IM is histopathologically divided into three subgroups based on the mucin content of the columnar-type and goblet cells.9 10In the complete form of IM (type I), the columnar cells are absorptive and contain neutral mucins, whereas in the incomplete forms of IM, they are at least partly secretory and contain acidic sialomucins (type II) or sulphomucins (type III).10 11 IM types II and III are commonly referred to as incomplete IM or specialised columnar epithelium (SCE) and are easily recognised with simple histochemical stains such as alcian blue (pH 2.5)-periodic acid Schiff.12 SCE is the histological hallmark of Barrett’s oesophagus.12
This study set out to examine the prevalences and demographics of complete IM and SCE at the oesophagogastric junction in a large consecutive series of dyspeptic patients sent for open access gastroscopy. We wanted to evaluate the associations between these IM subtypes and gastritis, H pylori infection, and endoscopic and histological signs of gastro-oesophageal reflux disease, as well as the extent to which junctional complete IM and SCE are similar or dissimilar in these associations.
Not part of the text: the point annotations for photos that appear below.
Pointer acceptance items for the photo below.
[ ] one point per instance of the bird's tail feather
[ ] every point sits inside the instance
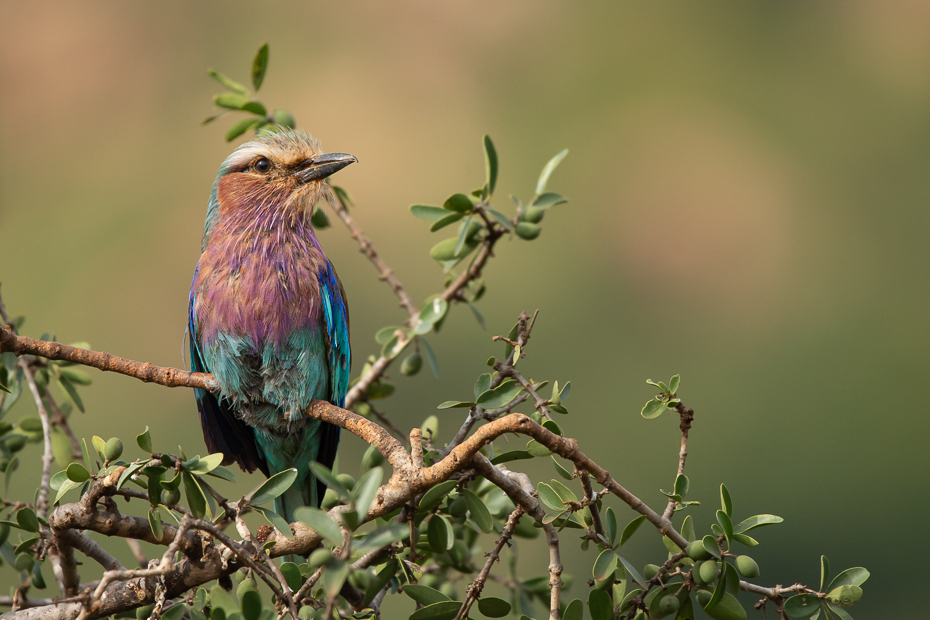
(301, 493)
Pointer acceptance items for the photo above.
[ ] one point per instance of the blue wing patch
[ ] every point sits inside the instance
(336, 313)
(223, 432)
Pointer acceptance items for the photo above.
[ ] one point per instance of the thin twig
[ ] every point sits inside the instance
(365, 247)
(686, 417)
(591, 500)
(47, 456)
(474, 590)
(65, 572)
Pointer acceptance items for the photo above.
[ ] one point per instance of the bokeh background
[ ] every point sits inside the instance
(749, 207)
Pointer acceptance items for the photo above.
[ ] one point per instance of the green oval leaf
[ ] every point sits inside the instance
(455, 404)
(802, 606)
(725, 502)
(460, 203)
(501, 395)
(574, 610)
(534, 448)
(251, 605)
(757, 521)
(849, 577)
(447, 220)
(276, 521)
(512, 455)
(273, 487)
(547, 171)
(434, 310)
(549, 498)
(631, 528)
(144, 440)
(242, 126)
(599, 605)
(228, 83)
(444, 610)
(653, 409)
(425, 595)
(493, 607)
(27, 520)
(479, 513)
(605, 565)
(549, 199)
(196, 499)
(490, 168)
(430, 214)
(434, 496)
(382, 537)
(439, 534)
(155, 524)
(259, 66)
(324, 474)
(77, 473)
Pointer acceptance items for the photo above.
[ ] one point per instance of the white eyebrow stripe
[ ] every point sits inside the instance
(247, 153)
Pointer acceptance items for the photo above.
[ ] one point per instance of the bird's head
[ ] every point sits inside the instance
(275, 175)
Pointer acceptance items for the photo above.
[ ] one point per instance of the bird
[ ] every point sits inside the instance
(268, 314)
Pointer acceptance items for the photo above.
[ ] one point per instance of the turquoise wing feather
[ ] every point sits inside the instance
(336, 313)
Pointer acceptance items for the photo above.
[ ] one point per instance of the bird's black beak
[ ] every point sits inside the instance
(323, 165)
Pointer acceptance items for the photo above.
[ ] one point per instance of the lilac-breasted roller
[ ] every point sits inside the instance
(268, 314)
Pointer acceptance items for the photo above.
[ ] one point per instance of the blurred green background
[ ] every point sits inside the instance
(748, 183)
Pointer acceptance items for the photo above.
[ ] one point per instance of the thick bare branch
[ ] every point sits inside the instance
(169, 377)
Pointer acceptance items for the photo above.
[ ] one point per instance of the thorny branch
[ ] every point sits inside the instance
(364, 244)
(686, 417)
(410, 478)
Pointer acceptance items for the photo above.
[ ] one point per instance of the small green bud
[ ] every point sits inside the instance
(284, 118)
(412, 364)
(244, 586)
(696, 574)
(696, 550)
(458, 508)
(170, 497)
(709, 571)
(15, 443)
(361, 579)
(650, 571)
(113, 449)
(532, 214)
(330, 499)
(448, 589)
(747, 567)
(668, 605)
(320, 557)
(24, 562)
(527, 230)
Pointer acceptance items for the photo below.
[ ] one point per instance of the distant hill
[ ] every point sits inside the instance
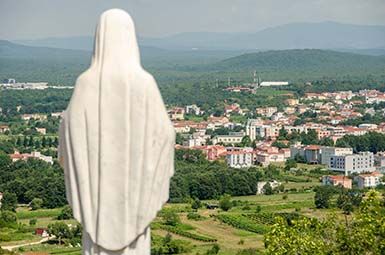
(309, 63)
(323, 35)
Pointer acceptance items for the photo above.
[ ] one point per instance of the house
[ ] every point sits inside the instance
(239, 157)
(176, 113)
(43, 232)
(231, 138)
(311, 153)
(353, 163)
(35, 116)
(265, 159)
(379, 161)
(327, 152)
(4, 128)
(193, 109)
(370, 180)
(337, 180)
(42, 131)
(266, 111)
(260, 186)
(16, 156)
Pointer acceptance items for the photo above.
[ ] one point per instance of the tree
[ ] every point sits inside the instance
(267, 189)
(225, 202)
(65, 213)
(7, 218)
(170, 218)
(322, 196)
(196, 204)
(60, 230)
(363, 235)
(36, 203)
(290, 163)
(9, 202)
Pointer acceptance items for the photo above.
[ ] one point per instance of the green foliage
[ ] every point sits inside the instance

The study population totalled 1698 consecutive dyspeptic patients sent for gastroscopy over a four month period. The patients with classical Barrett’s oesophagus—that is, SCE detected above the oesophagogastric junction (n = 28)—were excluded. Patients for whom no adequate gastric antral, corpus, and oesophagogastric junctional biopsy specimens were available were also excluded, leaving a final study population of 1058 patients.
Two biopsy specimens were obtained from the gastric antrum 2 cm or more from the pylorus, and two others from the large curve of the gastric body, the oesophagogastric junction, and the distal oesophagus 2 cm or more above the junction (eight samples in all).
The oesophagogastric junctional biopsy specimens were obtained by first identifying the junction between the oesophagus and stomach at the level of the proximal end of the gastric folds.13 14 The normal squamocolumnar mucosal junction, or Z line, is coincident with the aforementioned junction.14 In this report, junctional IM denotes the IM detected in biopsy specimens obtained immediately distal to normal appearing Z line. Junctional biopsy specimens were obtained under direct vision with the gastroscope in antegrade position. If gastric type mucosa extended circumferentially or as tongues above the oesophagogastric junction, biopsy specimens were taken separately from this mucosa to detect Barrett’s oesophagus. Subjects with Barrett’s oesophagus or incomplete IM detected in the oesophagus were excluded from the present analysis.
Subjects with endoscopic oesophagitis grades II-IV by Savary-Miller classification15 were classified as having erosive oesophagitis.
Formalin fixed biopsy samples were embedded in paraffin wax, and tissue sections stained with haematoxylin-eosin, alcian blue (pH 2.5)-periodic acid Schiff, and modified Giemsa. The presence of gastritis, activity of gastritis, gastric gland atrophy, IM, andH pylori infection were classified according to the Sydney System.16 Chronic gastritis subtypes were classified as follows: 1, normal gastric histology; 2, antral predominant gastritis (inflammation or inflammatory activity more severe in the gastric antrum than in the corpus, but no gastric gland atrophy); 3, antral predominant atrophic gastritis (gastric gland atrophy detected in the antrum but not the corpus); 4, corpus predominant gastritis (gastric gland atrophy detected only in the corpus or non-atrophic gastritis with more severe inflammation or inflammatory activity in the corpus); 5, multifocal atrophic gastritis (gastritis with atrophy detected in both the antrum and corpus).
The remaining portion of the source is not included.